Sonnhammer E L, Durbin R
Sanger Centre, Cambridge, United Kingdom.
Genomics. 1997 Dec 1;46(2):200-16. doi: 10.1006/geno.1997.4989.
The Caenorhabditis elegans genome sequencing project has completed over half of this nematode's 100-Mb genome. Proteins predicted in the finished sequence have been compiled and released in the data-base Wormpep. Presented here is a comprehensive analysis of protein domain families in Wormpep 11, which comprises 7299 proteins. The relative abundance of common protein domain families was counted by comparing all Wormpep proteins to the Pfam collection of protein families, which is based on recognition by hidden Markov models. This analysis also identified a number of previously unannotated domains. To investigate new apparently nematode-specific protein families, Wormpep was clustered into domain families on the basis of sequence similarity using the Domainer program. The largest clusters that lacked clear homology to proteins outside Nematoda were analyzed in further detail, after which some could be assigned a putative function. We compared all proteins in Wormpep 11 to proteins in the human, Saccharomyces cerevisiae, and Haemophilus influenzae genomes. Among the results are the estimation that over two-thirds of the currently known human proteins are likely to have a homologue in the whole C. elegans genome and that a significant number of proteins are well conserved between C. elegans and H. influenzae, that are not found in S. cerevisiae.

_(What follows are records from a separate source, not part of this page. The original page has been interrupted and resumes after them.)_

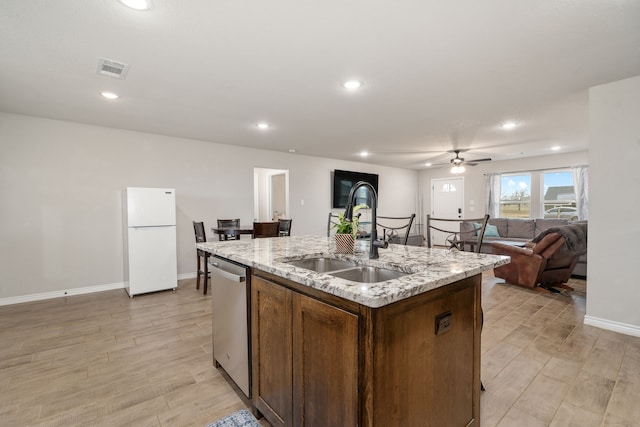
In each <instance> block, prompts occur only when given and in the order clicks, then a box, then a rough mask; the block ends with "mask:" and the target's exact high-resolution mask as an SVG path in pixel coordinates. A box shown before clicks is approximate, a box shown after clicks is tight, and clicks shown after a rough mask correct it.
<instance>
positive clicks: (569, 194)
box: [542, 170, 578, 219]
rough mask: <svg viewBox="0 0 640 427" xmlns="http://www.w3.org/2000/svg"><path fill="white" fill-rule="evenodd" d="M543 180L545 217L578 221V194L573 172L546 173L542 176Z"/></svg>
mask: <svg viewBox="0 0 640 427" xmlns="http://www.w3.org/2000/svg"><path fill="white" fill-rule="evenodd" d="M542 179H543V188H544V193H543V200H542V205H543V207H542V208H543V210H544V217H545V218H568V219H578V214H577V209H576V192H575V189H574V188H573V174H572V173H571V171H570V170H557V171H552V172H545V173H544V174H543V175H542ZM556 208H557V209H556ZM574 217H575V218H574Z"/></svg>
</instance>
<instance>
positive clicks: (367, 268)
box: [329, 267, 407, 283]
mask: <svg viewBox="0 0 640 427" xmlns="http://www.w3.org/2000/svg"><path fill="white" fill-rule="evenodd" d="M329 274H330V275H332V276H335V277H340V278H341V279H345V280H351V281H352V282H360V283H377V282H384V281H386V280H392V279H397V278H399V277H402V276H406V275H407V273H403V272H401V271H395V270H389V269H387V268H379V267H356V268H350V269H348V270H342V271H334V272H330V273H329Z"/></svg>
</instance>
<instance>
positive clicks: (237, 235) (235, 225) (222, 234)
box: [218, 218, 240, 240]
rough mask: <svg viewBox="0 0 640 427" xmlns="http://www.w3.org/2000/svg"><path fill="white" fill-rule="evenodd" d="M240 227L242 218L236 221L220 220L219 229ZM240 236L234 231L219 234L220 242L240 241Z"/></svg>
mask: <svg viewBox="0 0 640 427" xmlns="http://www.w3.org/2000/svg"><path fill="white" fill-rule="evenodd" d="M239 225H240V218H235V219H219V220H218V227H237V226H239ZM239 238H240V236H239V235H238V234H236V233H235V232H233V231H226V232H224V233H223V234H218V240H238V239H239Z"/></svg>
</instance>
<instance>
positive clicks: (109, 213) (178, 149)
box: [0, 113, 418, 303]
mask: <svg viewBox="0 0 640 427" xmlns="http://www.w3.org/2000/svg"><path fill="white" fill-rule="evenodd" d="M229 159H234V160H233V161H229ZM254 167H264V168H272V169H288V170H289V180H290V182H289V191H290V195H289V196H290V215H291V217H292V218H293V219H294V222H293V228H292V234H293V235H325V234H326V221H327V213H328V212H329V210H330V206H331V171H333V169H336V168H338V169H348V170H357V171H361V172H369V173H378V174H379V175H380V184H379V190H380V200H379V204H380V211H381V212H384V213H385V214H386V215H392V214H393V213H400V212H402V213H404V214H406V213H407V212H414V210H415V200H416V194H417V185H418V184H417V172H416V171H412V170H406V169H398V168H386V167H380V166H373V165H368V164H363V163H356V162H345V161H338V160H332V159H324V158H318V157H310V156H303V155H297V154H290V153H278V152H272V151H265V150H256V149H248V148H241V147H233V146H227V145H221V144H213V143H208V142H202V141H196V140H189V139H181V138H174V137H166V136H160V135H153V134H145V133H140V132H132V131H126V130H121V129H112V128H104V127H98V126H89V125H81V124H77V123H71V122H64V121H56V120H47V119H41V118H35V117H29V116H22V115H14V114H5V113H0V194H1V195H2V197H1V198H0V200H1V201H0V212H1V215H2V216H1V219H2V220H1V221H0V249H1V250H0V274H1V279H0V280H2V282H1V283H2V285H1V286H0V303H2V302H3V301H4V302H5V303H8V302H11V301H13V302H17V300H16V298H17V297H20V296H25V295H35V294H47V293H49V294H47V295H50V296H56V295H61V294H63V291H65V290H67V291H68V292H69V294H73V293H74V292H75V293H77V290H78V289H80V288H84V287H92V286H106V287H110V286H111V287H118V286H121V284H122V280H123V260H122V256H123V255H122V253H123V248H122V213H121V191H122V189H124V188H126V187H131V186H136V187H169V188H176V199H177V218H178V224H177V229H178V274H179V275H182V276H185V275H191V274H193V273H194V272H195V252H194V236H193V227H192V224H191V221H193V220H203V221H204V222H205V226H206V227H207V228H206V229H207V231H208V230H209V229H210V227H211V226H213V225H215V221H216V218H237V217H239V218H240V219H241V221H242V222H245V223H248V222H251V221H252V220H253V213H254V210H253V202H254V197H253V182H254V174H253V168H254ZM302 200H304V204H302V202H301V201H302ZM209 237H210V238H211V237H213V236H209ZM74 290H75V291H74ZM11 298H14V299H13V300H12V299H11ZM7 301H8V302H7Z"/></svg>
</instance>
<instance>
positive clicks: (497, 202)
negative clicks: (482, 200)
mask: <svg viewBox="0 0 640 427" xmlns="http://www.w3.org/2000/svg"><path fill="white" fill-rule="evenodd" d="M486 176H487V178H486V181H485V190H486V191H485V194H486V200H485V206H484V211H485V213H487V214H489V216H490V217H491V218H497V217H499V216H500V174H499V173H488V174H487V175H486Z"/></svg>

秀丽隐杆线虫基因组测序项目已完成了这种线虫100兆碱基基因组的一半以上。已对完成序列中预测的蛋白质进行了汇编,并在Wormpep数据库中发布。本文展示了对Wormpep 11中蛋白质结构域家族的全面分析,该数据库包含7299种蛋白质。通过将所有Wormpep蛋白质与基于隐马尔可夫模型识别的蛋白质家族Pfam集合进行比较,统计了常见蛋白质结构域家族的相对丰度。该分析还鉴定出了一些以前未注释的结构域。为了研究新的明显线虫特异性蛋白质家族,使用Domainer程序根据序列相似性将Wormpep聚类为结构域家族。对与线虫以外的蛋白质缺乏明显同源性的最大聚类进行了更详细的分析,之后一些聚类可以被赋予推定功能。我们将Wormpep 11中的所有蛋白质与人类、酿酒酵母和流感嗜血杆菌基因组中的蛋白质进行了比较。结果包括估计目前已知的人类蛋白质中有超过三分之二可能在整个秀丽隐杆线虫基因组中有同源物,并且大量蛋白质在秀丽隐杆线虫和流感嗜血杆菌之间高度保守,而在酿酒酵母中未发现。